South Korean jets fire warning shots at Russian warplane, twice
Seoul, South Korea — South Korean jets fired warning shots after a Russian military plane violated South Korea’s airspace on Tuesday, Seoul officials said, in the first such incidents between the countries. It happened again shortly thereafter, the officials said.
Three Russian military planes initially entered South Korea’s air defense identification zone off its east coast before one of them entered the country’s territorial sky, the South’s Defense Ministry said.
South Korean fighter jets then scrambled to the area to fire warning shots, a ministry official said, requesting anonymity due to department rules.

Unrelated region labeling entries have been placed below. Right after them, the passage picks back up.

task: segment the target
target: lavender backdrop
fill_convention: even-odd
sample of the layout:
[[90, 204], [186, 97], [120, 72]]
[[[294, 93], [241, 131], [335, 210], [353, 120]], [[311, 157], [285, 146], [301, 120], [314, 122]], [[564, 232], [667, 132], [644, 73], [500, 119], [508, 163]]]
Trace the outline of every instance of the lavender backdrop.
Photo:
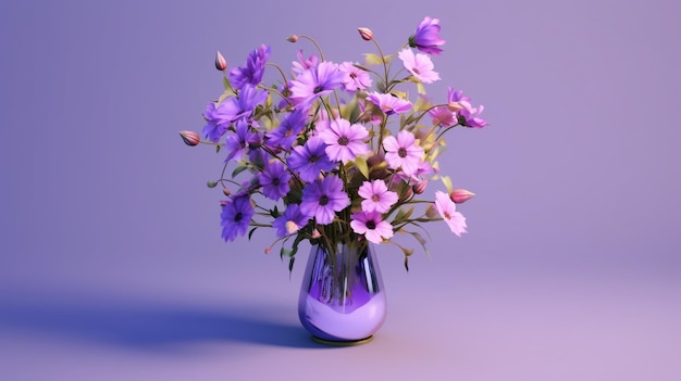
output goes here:
[[[0, 379], [678, 380], [681, 27], [674, 1], [3, 1]], [[447, 86], [487, 107], [443, 167], [478, 196], [433, 258], [380, 247], [370, 345], [320, 347], [290, 276], [220, 241], [221, 157], [185, 147], [230, 65], [318, 38], [333, 61], [441, 18]], [[339, 367], [340, 365], [340, 367]], [[351, 370], [356, 368], [355, 370]], [[347, 372], [340, 369], [347, 369]]]

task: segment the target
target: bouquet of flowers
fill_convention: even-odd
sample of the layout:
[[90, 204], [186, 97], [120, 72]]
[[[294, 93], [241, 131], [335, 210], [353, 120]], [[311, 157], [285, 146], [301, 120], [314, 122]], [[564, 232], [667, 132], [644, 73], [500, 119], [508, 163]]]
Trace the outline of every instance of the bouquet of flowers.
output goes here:
[[[220, 202], [225, 241], [274, 228], [265, 252], [281, 244], [289, 269], [305, 240], [330, 253], [338, 244], [392, 243], [408, 269], [413, 250], [394, 242], [396, 233], [411, 234], [428, 253], [423, 224], [444, 220], [457, 236], [467, 231], [456, 205], [473, 193], [454, 189], [436, 160], [446, 132], [487, 124], [480, 118], [483, 106], [473, 106], [461, 90], [449, 88], [441, 102], [426, 97], [424, 85], [439, 80], [430, 58], [445, 43], [439, 21], [425, 17], [389, 55], [370, 29], [358, 31], [377, 51], [362, 63], [327, 61], [306, 35], [287, 40], [309, 40], [318, 54], [298, 51], [288, 73], [269, 62], [264, 45], [232, 68], [218, 52], [224, 92], [203, 113], [203, 139], [194, 131], [179, 135], [188, 145], [211, 144], [225, 153], [220, 178], [208, 182], [226, 196]], [[262, 82], [267, 68], [281, 76], [277, 84]], [[413, 99], [407, 87], [416, 88]], [[426, 199], [429, 181], [437, 179], [446, 192]]]

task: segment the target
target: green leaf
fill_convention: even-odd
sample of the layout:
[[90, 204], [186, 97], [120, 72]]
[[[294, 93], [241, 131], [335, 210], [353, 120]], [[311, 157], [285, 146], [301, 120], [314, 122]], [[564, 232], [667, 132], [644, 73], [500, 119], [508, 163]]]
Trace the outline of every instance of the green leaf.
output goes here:
[[232, 178], [235, 178], [238, 174], [243, 173], [244, 170], [248, 169], [247, 166], [245, 165], [239, 165], [238, 167], [236, 167], [234, 169], [234, 172], [232, 173]]

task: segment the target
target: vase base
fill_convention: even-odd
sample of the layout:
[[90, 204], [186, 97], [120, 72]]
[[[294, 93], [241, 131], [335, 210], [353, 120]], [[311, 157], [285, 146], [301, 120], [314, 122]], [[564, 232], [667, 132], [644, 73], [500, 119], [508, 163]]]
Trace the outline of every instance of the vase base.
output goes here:
[[362, 344], [370, 343], [371, 341], [373, 341], [373, 335], [369, 338], [360, 339], [360, 340], [347, 340], [347, 341], [346, 340], [343, 340], [343, 341], [324, 340], [318, 336], [312, 336], [312, 341], [320, 343], [320, 344], [332, 345], [332, 346], [355, 346], [355, 345], [362, 345]]

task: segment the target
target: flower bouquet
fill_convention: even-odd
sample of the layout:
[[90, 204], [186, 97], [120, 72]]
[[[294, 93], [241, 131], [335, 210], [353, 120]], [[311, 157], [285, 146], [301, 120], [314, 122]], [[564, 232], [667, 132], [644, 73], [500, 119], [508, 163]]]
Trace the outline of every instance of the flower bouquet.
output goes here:
[[[358, 28], [377, 51], [362, 63], [327, 61], [314, 39], [292, 35], [288, 41], [307, 39], [318, 54], [298, 51], [288, 73], [269, 62], [264, 45], [232, 68], [218, 52], [224, 92], [203, 113], [205, 140], [179, 134], [188, 145], [225, 152], [220, 178], [208, 182], [227, 198], [220, 203], [222, 238], [250, 239], [259, 228], [274, 228], [265, 252], [281, 243], [289, 268], [305, 240], [331, 253], [340, 243], [392, 243], [408, 269], [413, 250], [394, 242], [395, 233], [411, 234], [428, 253], [423, 224], [444, 220], [455, 234], [466, 232], [456, 204], [473, 193], [454, 189], [436, 160], [446, 132], [486, 122], [479, 116], [483, 106], [473, 106], [461, 90], [449, 88], [441, 102], [426, 97], [424, 84], [441, 79], [430, 58], [443, 51], [439, 30], [437, 18], [425, 17], [396, 54], [386, 55], [370, 29]], [[267, 68], [281, 76], [278, 84], [262, 82]], [[409, 84], [412, 99], [400, 89]], [[424, 198], [436, 179], [446, 192]]]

The Russian plane left the area but returned and violated the South Korean airspace again later Tuesday, the ministry official said. He said the South Korean fighter jets fired warning shots again. Each time, the Russian plane didn’t return fire, the official said.
A correspondent for the Reuters news agency, Josh Smith, tweeted that, “S. Korean fighter jets fired about 10 flares and about 80 machine gun rounds during the first violation, and 10 flares and about 280 machine gun rounds during the second violation.” He cited South Korea’s Joint Chiefs of Staff.
Reuters reports that the Russian plane was an A-50 airborne early warning and control aircraft and the jets South Korean responded with were U.S.-made F-15 and F-16 fighter jets.
It was the first time a Russian military plane violated South Korean airspace, according to South Korean officials.
The airspace the Russian plane violated was above a group of South Korean-held islets roughly halfway between South Korea and Japan that has been a source of territorial disputes between them. Russia isn’t a party in those disputes.
The three Russian planes had entered the South Korean air defense identification zone with two Chinese military planes, but it wasn’t immediately known whether the two countries deliberately did so, according to the South Korean official.
Before their joint flights with the Russian planes, the Chinese planes entered South Korea’s air defense identification zone off its southwest coast earlier Tuesday, according to the South Korean official. Chinese planes have occasionally entered South Korea’s air defense identification zone in recent years.
There was no immediate comment from Moscow or Beijing.
South Korea’s Defense Ministry said it plans to summon Russian and Chinese Embassy officials later Tuesday to register formal protests. Reuters said South Korea’s top security adviser lodged a strong objection with Moscow and warned Seoul would take tougher action if it happens again.